Apesar do choque de realidade, o rapaz não estava mais com medo, mas sim, irritadiço. Lançou-lhes um olhar furioso. Estivera certo o tempo todo. Se Johnny tivesse ficado mais um pouco!

– Onde estão as minhas chaves!? – Richard exigiu aos animatrônicos.

– Do que você está falando? – Oliver perguntou, com certa aflição.

– De tudo isso! Por que não apareceram antes!? Por culpa de vocês, na noite passada, eu perdi as minhas chaves, enquanto fugia de um amiguinho de vocês!

– Amigo nosso? – Os dois robôs disseram simultaneamente, surpresos.

– Isso. Grande e assustador, com olhos negros, pupilas brancas e garras afiadas.

Oliver e Oscar trocaram olhares, parecendo sérios com aquela menção.

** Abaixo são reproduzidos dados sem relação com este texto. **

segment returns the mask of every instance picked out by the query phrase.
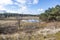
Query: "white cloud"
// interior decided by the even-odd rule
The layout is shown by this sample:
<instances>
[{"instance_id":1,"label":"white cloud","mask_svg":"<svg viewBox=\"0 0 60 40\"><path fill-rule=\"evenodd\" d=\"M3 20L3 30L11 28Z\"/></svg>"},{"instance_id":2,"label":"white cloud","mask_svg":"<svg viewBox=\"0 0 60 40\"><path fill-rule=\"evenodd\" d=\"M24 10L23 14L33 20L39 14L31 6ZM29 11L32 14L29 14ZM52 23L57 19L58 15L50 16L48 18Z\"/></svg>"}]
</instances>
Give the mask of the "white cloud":
<instances>
[{"instance_id":1,"label":"white cloud","mask_svg":"<svg viewBox=\"0 0 60 40\"><path fill-rule=\"evenodd\" d=\"M5 8L2 5L0 5L0 10L5 10Z\"/></svg>"},{"instance_id":2,"label":"white cloud","mask_svg":"<svg viewBox=\"0 0 60 40\"><path fill-rule=\"evenodd\" d=\"M39 0L33 0L33 4L38 4Z\"/></svg>"},{"instance_id":3,"label":"white cloud","mask_svg":"<svg viewBox=\"0 0 60 40\"><path fill-rule=\"evenodd\" d=\"M1 5L12 4L12 1L11 0L0 0L0 4Z\"/></svg>"},{"instance_id":4,"label":"white cloud","mask_svg":"<svg viewBox=\"0 0 60 40\"><path fill-rule=\"evenodd\" d=\"M43 9L41 8L41 9L38 9L38 11L43 11Z\"/></svg>"},{"instance_id":5,"label":"white cloud","mask_svg":"<svg viewBox=\"0 0 60 40\"><path fill-rule=\"evenodd\" d=\"M20 2L21 4L25 4L27 0L16 0L17 2Z\"/></svg>"}]
</instances>

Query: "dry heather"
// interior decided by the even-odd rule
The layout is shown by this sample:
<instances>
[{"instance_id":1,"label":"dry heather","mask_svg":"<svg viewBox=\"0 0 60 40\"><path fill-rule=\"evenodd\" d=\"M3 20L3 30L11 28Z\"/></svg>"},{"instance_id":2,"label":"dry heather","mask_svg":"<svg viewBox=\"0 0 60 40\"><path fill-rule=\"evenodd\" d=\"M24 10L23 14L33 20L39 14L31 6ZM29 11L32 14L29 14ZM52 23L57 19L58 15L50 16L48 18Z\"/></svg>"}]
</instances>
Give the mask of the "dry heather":
<instances>
[{"instance_id":1,"label":"dry heather","mask_svg":"<svg viewBox=\"0 0 60 40\"><path fill-rule=\"evenodd\" d=\"M60 32L56 34L38 34L37 31L44 28L60 28L60 22L40 22L29 23L17 21L0 21L0 40L59 40Z\"/></svg>"}]
</instances>

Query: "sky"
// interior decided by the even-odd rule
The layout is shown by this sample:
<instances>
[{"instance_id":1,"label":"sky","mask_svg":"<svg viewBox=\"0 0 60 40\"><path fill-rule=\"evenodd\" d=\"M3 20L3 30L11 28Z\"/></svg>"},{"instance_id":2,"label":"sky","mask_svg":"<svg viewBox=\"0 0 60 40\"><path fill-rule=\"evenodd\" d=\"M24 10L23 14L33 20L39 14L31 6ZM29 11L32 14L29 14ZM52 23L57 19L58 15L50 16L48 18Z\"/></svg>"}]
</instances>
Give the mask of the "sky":
<instances>
[{"instance_id":1,"label":"sky","mask_svg":"<svg viewBox=\"0 0 60 40\"><path fill-rule=\"evenodd\" d=\"M60 0L0 0L0 11L40 14L56 5L60 5Z\"/></svg>"}]
</instances>

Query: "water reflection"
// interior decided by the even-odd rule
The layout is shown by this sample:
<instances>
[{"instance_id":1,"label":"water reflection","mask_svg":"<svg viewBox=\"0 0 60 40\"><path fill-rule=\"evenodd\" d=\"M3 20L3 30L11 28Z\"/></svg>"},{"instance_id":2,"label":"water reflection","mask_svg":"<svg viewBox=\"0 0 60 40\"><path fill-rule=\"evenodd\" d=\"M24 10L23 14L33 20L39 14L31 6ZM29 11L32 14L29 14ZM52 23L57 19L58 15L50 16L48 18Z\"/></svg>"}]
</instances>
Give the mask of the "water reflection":
<instances>
[{"instance_id":1,"label":"water reflection","mask_svg":"<svg viewBox=\"0 0 60 40\"><path fill-rule=\"evenodd\" d=\"M22 20L23 22L39 22L39 20L29 19L29 20Z\"/></svg>"}]
</instances>

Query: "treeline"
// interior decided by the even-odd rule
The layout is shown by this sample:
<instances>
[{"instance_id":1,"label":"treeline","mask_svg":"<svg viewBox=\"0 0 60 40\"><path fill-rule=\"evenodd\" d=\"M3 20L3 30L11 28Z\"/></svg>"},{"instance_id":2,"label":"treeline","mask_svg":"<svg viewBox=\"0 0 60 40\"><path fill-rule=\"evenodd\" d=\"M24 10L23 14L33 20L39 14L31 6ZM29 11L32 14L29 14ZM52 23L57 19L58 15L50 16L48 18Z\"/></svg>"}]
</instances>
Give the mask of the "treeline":
<instances>
[{"instance_id":1,"label":"treeline","mask_svg":"<svg viewBox=\"0 0 60 40\"><path fill-rule=\"evenodd\" d=\"M18 13L0 13L0 17L24 17L24 16L38 16L32 14L18 14Z\"/></svg>"},{"instance_id":2,"label":"treeline","mask_svg":"<svg viewBox=\"0 0 60 40\"><path fill-rule=\"evenodd\" d=\"M40 14L40 20L42 21L60 21L60 5L45 10Z\"/></svg>"}]
</instances>

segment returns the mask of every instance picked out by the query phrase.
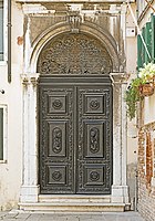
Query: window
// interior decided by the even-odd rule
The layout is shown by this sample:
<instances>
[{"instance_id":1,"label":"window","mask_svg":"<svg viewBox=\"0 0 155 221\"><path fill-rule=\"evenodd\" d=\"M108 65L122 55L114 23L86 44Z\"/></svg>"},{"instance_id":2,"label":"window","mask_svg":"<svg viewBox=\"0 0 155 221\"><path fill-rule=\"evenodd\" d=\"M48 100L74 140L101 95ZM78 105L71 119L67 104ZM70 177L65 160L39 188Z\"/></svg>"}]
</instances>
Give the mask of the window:
<instances>
[{"instance_id":1,"label":"window","mask_svg":"<svg viewBox=\"0 0 155 221\"><path fill-rule=\"evenodd\" d=\"M0 61L3 61L3 0L0 0Z\"/></svg>"},{"instance_id":2,"label":"window","mask_svg":"<svg viewBox=\"0 0 155 221\"><path fill-rule=\"evenodd\" d=\"M155 63L155 15L152 14L151 22L147 22L142 29L142 36L146 43L147 50L149 52L151 59L146 53L144 43L142 42L141 35L137 35L137 66L138 69L144 65L144 63L153 62Z\"/></svg>"},{"instance_id":3,"label":"window","mask_svg":"<svg viewBox=\"0 0 155 221\"><path fill-rule=\"evenodd\" d=\"M7 106L0 105L0 162L7 160Z\"/></svg>"}]
</instances>

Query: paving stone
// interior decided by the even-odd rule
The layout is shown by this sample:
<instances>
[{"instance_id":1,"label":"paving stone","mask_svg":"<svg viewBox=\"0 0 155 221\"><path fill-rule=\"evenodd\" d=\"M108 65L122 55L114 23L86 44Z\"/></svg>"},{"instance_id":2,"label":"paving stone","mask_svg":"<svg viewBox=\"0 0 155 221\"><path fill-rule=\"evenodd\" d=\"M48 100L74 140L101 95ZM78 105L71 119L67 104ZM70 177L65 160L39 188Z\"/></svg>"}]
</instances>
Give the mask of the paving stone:
<instances>
[{"instance_id":1,"label":"paving stone","mask_svg":"<svg viewBox=\"0 0 155 221\"><path fill-rule=\"evenodd\" d=\"M28 213L0 212L0 221L144 221L137 212Z\"/></svg>"}]
</instances>

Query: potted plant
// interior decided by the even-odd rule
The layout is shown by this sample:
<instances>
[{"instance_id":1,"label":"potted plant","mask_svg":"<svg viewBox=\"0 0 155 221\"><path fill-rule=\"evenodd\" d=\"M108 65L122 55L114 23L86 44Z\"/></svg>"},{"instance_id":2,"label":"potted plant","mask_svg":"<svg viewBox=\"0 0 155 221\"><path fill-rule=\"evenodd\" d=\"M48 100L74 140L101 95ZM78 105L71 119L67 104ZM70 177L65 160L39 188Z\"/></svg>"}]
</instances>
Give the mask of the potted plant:
<instances>
[{"instance_id":1,"label":"potted plant","mask_svg":"<svg viewBox=\"0 0 155 221\"><path fill-rule=\"evenodd\" d=\"M155 87L155 64L144 64L140 70L138 76L133 78L126 90L125 101L127 105L127 115L130 119L135 117L137 102L145 96L151 96Z\"/></svg>"}]
</instances>

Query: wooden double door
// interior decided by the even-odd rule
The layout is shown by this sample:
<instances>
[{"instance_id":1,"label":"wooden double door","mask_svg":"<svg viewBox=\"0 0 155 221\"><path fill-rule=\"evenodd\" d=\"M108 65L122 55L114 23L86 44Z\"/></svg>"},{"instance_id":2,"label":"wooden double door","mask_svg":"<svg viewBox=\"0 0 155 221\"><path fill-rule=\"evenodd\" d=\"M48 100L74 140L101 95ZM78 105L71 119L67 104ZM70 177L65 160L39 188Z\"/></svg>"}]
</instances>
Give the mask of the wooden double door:
<instances>
[{"instance_id":1,"label":"wooden double door","mask_svg":"<svg viewBox=\"0 0 155 221\"><path fill-rule=\"evenodd\" d=\"M107 76L41 76L41 193L108 194L112 86Z\"/></svg>"}]
</instances>

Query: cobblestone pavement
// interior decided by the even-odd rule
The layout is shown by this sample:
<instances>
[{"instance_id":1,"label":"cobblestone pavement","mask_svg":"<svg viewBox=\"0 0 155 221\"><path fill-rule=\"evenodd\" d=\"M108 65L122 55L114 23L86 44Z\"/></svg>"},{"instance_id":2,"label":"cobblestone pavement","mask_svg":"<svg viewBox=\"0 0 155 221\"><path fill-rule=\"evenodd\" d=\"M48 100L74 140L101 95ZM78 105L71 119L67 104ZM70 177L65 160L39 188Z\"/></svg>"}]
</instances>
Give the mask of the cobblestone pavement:
<instances>
[{"instance_id":1,"label":"cobblestone pavement","mask_svg":"<svg viewBox=\"0 0 155 221\"><path fill-rule=\"evenodd\" d=\"M144 221L137 212L25 213L0 212L0 221Z\"/></svg>"}]
</instances>

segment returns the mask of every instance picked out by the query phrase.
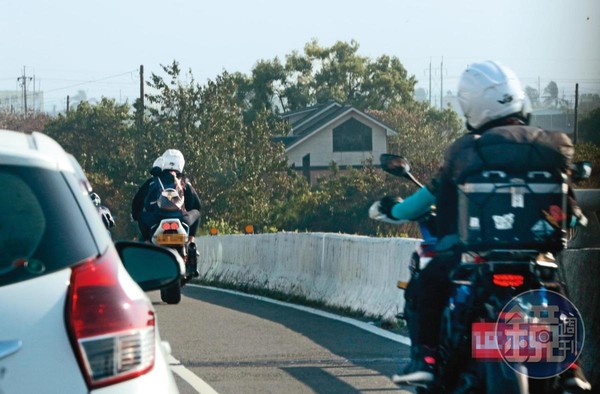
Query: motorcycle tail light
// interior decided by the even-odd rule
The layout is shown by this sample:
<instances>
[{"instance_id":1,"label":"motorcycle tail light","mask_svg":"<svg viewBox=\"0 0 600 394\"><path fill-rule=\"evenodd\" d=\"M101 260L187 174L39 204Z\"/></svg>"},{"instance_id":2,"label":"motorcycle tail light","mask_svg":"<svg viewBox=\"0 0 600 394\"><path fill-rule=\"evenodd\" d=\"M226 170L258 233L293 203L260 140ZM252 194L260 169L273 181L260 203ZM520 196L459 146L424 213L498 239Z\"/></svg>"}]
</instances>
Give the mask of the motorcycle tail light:
<instances>
[{"instance_id":1,"label":"motorcycle tail light","mask_svg":"<svg viewBox=\"0 0 600 394\"><path fill-rule=\"evenodd\" d=\"M165 231L177 230L178 228L179 228L179 223L177 223L177 222L164 222L162 224L162 229Z\"/></svg>"},{"instance_id":2,"label":"motorcycle tail light","mask_svg":"<svg viewBox=\"0 0 600 394\"><path fill-rule=\"evenodd\" d=\"M516 274L494 274L493 281L500 287L519 287L523 285L525 278Z\"/></svg>"},{"instance_id":3,"label":"motorcycle tail light","mask_svg":"<svg viewBox=\"0 0 600 394\"><path fill-rule=\"evenodd\" d=\"M147 299L132 298L109 251L71 273L66 321L88 386L92 389L150 371L155 358L155 316Z\"/></svg>"}]
</instances>

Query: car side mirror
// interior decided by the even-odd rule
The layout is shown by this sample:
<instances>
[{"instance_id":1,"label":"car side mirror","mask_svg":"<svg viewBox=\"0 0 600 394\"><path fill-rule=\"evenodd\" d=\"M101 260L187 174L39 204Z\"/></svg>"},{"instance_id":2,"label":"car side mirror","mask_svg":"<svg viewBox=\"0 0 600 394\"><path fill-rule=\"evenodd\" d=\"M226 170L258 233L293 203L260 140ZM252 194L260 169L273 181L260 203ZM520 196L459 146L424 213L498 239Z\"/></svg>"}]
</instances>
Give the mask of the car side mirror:
<instances>
[{"instance_id":1,"label":"car side mirror","mask_svg":"<svg viewBox=\"0 0 600 394\"><path fill-rule=\"evenodd\" d=\"M183 259L171 249L133 241L117 241L115 248L129 275L144 291L167 287L185 273Z\"/></svg>"}]
</instances>

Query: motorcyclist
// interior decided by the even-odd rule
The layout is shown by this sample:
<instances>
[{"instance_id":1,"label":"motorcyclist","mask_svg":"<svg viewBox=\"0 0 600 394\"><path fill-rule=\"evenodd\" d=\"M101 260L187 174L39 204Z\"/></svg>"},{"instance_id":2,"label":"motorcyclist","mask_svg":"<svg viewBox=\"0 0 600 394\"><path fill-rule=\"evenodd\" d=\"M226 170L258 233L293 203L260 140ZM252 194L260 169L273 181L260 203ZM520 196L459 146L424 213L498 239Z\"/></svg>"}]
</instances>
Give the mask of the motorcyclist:
<instances>
[{"instance_id":1,"label":"motorcyclist","mask_svg":"<svg viewBox=\"0 0 600 394\"><path fill-rule=\"evenodd\" d=\"M200 198L198 193L183 173L185 159L177 149L167 149L158 157L150 169L151 178L147 179L138 189L131 203L131 217L138 222L142 239L150 241L152 238L151 228L161 219L158 208L150 202L147 196L155 186L161 182L177 183L181 185L184 210L182 220L189 226L189 242L194 244L194 237L200 225Z\"/></svg>"},{"instance_id":2,"label":"motorcyclist","mask_svg":"<svg viewBox=\"0 0 600 394\"><path fill-rule=\"evenodd\" d=\"M477 152L478 144L494 139L513 145L546 144L564 156L565 162L559 164L562 171L567 170L574 153L573 144L564 133L529 126L531 107L525 92L514 72L498 62L485 61L468 67L459 81L458 100L469 133L449 147L441 168L426 187L404 201L386 196L379 202L379 211L394 220L415 220L427 213L432 205L437 207L437 249L440 254L419 276L414 294L417 332L411 349L413 360L406 370L392 377L397 384L428 384L435 378L436 348L441 315L449 295L449 274L460 262L460 254L452 252L458 241L457 182L466 171L483 164L484 159ZM524 157L514 157L514 152L498 152L495 156L489 159L512 160L503 164L516 168L527 162ZM571 224L578 220L585 222L572 191L569 208L573 218ZM579 390L591 389L581 369L574 367L563 375L563 385Z\"/></svg>"}]
</instances>

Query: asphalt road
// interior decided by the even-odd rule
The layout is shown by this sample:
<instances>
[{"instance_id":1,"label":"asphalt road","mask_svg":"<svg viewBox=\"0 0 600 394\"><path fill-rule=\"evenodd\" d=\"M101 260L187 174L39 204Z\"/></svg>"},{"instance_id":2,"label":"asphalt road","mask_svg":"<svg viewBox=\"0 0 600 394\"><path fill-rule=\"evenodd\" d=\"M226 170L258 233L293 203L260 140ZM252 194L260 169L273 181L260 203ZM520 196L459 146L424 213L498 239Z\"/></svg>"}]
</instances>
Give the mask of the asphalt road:
<instances>
[{"instance_id":1,"label":"asphalt road","mask_svg":"<svg viewBox=\"0 0 600 394\"><path fill-rule=\"evenodd\" d=\"M389 379L408 347L353 325L186 286L178 305L150 293L182 394L407 393Z\"/></svg>"}]
</instances>

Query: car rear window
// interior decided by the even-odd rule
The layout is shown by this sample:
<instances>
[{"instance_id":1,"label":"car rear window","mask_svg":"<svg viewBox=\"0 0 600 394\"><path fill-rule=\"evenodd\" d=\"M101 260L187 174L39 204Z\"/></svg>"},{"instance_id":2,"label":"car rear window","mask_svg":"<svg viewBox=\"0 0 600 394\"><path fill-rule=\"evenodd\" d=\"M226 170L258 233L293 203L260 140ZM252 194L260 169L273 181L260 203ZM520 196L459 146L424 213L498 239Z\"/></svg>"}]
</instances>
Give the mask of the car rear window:
<instances>
[{"instance_id":1,"label":"car rear window","mask_svg":"<svg viewBox=\"0 0 600 394\"><path fill-rule=\"evenodd\" d=\"M98 254L63 174L0 166L0 286L48 274Z\"/></svg>"}]
</instances>

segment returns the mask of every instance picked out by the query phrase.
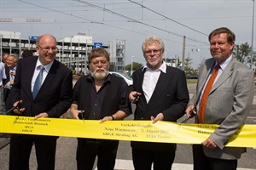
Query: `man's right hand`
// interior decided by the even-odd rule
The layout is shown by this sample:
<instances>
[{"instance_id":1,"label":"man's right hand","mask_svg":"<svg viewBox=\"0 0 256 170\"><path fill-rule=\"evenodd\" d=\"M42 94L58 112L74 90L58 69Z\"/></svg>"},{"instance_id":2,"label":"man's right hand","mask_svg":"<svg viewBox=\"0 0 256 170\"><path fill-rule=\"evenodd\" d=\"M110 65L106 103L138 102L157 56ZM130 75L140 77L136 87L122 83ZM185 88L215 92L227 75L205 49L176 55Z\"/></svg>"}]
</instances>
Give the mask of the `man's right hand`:
<instances>
[{"instance_id":1,"label":"man's right hand","mask_svg":"<svg viewBox=\"0 0 256 170\"><path fill-rule=\"evenodd\" d=\"M71 115L72 118L73 118L73 119L79 119L79 114L81 114L82 117L83 117L84 112L84 110L79 110L76 109L70 110L70 115Z\"/></svg>"},{"instance_id":2,"label":"man's right hand","mask_svg":"<svg viewBox=\"0 0 256 170\"><path fill-rule=\"evenodd\" d=\"M129 94L129 100L131 103L137 103L140 98L140 95L142 95L141 93L132 91Z\"/></svg>"}]
</instances>

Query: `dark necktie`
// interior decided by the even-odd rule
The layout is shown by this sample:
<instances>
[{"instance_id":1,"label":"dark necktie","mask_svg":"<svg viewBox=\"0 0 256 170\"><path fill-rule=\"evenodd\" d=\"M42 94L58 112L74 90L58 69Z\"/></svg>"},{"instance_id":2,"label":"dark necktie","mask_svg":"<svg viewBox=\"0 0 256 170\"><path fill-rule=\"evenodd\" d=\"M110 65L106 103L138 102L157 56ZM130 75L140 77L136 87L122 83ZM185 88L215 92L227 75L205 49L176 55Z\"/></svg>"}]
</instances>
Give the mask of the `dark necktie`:
<instances>
[{"instance_id":1,"label":"dark necktie","mask_svg":"<svg viewBox=\"0 0 256 170\"><path fill-rule=\"evenodd\" d=\"M36 79L36 82L34 84L34 88L32 91L33 99L36 98L36 96L38 95L39 89L41 88L41 84L42 84L42 81L43 81L43 72L44 72L44 65L39 65L38 67L39 67L40 71L39 71L38 76L37 76L37 79Z\"/></svg>"},{"instance_id":2,"label":"dark necktie","mask_svg":"<svg viewBox=\"0 0 256 170\"><path fill-rule=\"evenodd\" d=\"M210 91L212 89L212 87L213 85L214 80L218 75L218 71L219 69L219 65L217 65L215 66L215 69L207 84L207 87L204 90L204 94L201 99L200 105L199 105L199 110L198 110L198 122L199 123L203 123L204 118L205 118L205 111L206 111L206 107L207 107L207 101L208 95L210 94Z\"/></svg>"}]
</instances>

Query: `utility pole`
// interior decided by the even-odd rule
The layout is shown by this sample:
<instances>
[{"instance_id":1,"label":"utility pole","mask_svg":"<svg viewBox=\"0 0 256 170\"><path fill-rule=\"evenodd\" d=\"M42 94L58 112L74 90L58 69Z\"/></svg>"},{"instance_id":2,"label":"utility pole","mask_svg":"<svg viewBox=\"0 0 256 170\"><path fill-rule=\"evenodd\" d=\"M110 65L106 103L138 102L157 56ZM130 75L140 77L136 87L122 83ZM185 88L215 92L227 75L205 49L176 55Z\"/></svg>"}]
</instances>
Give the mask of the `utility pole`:
<instances>
[{"instance_id":1,"label":"utility pole","mask_svg":"<svg viewBox=\"0 0 256 170\"><path fill-rule=\"evenodd\" d=\"M252 27L252 47L251 47L251 66L250 68L253 70L253 31L254 31L254 4L255 0L253 1L253 27Z\"/></svg>"},{"instance_id":2,"label":"utility pole","mask_svg":"<svg viewBox=\"0 0 256 170\"><path fill-rule=\"evenodd\" d=\"M186 37L183 36L183 59L182 59L182 70L185 70L185 47L186 47Z\"/></svg>"}]
</instances>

– Então? Era amigo de vocês ou não? – Richard se aproximou deles, sem hesitação. Estava evidentemente impaciente – quem era?

– Ônix – disse Oliver. O gambá tentou protestar, mas o esquilo o silenciou com um olhar antes de adicionar: – e ele não é exatamente nosso amigo.

– E as minhas chaves? Eu preciso delas!

– Nisso nós podemos te ajudar – Oscar deu um passo à frente, estendendo a pata, com a palma virada para cima. – Mas queremos algo em troca.

Richard fechou os olhos com força, tentando acordar daquele pesadelo, mas visto que aquilo era real, os reabriu, tentando desviar daquelas órbitas bizarras que pareciam estranhamente vividas.

– O que vocês querem? – Perguntou o guarda por fim, mesmo que já soubesse da resposta.

Os animatrônicos mais uma vez se entreolharam, vitoriosos, antes de dizer ao rapaz:

– Queremos que brinque de esconde-esconde conosco.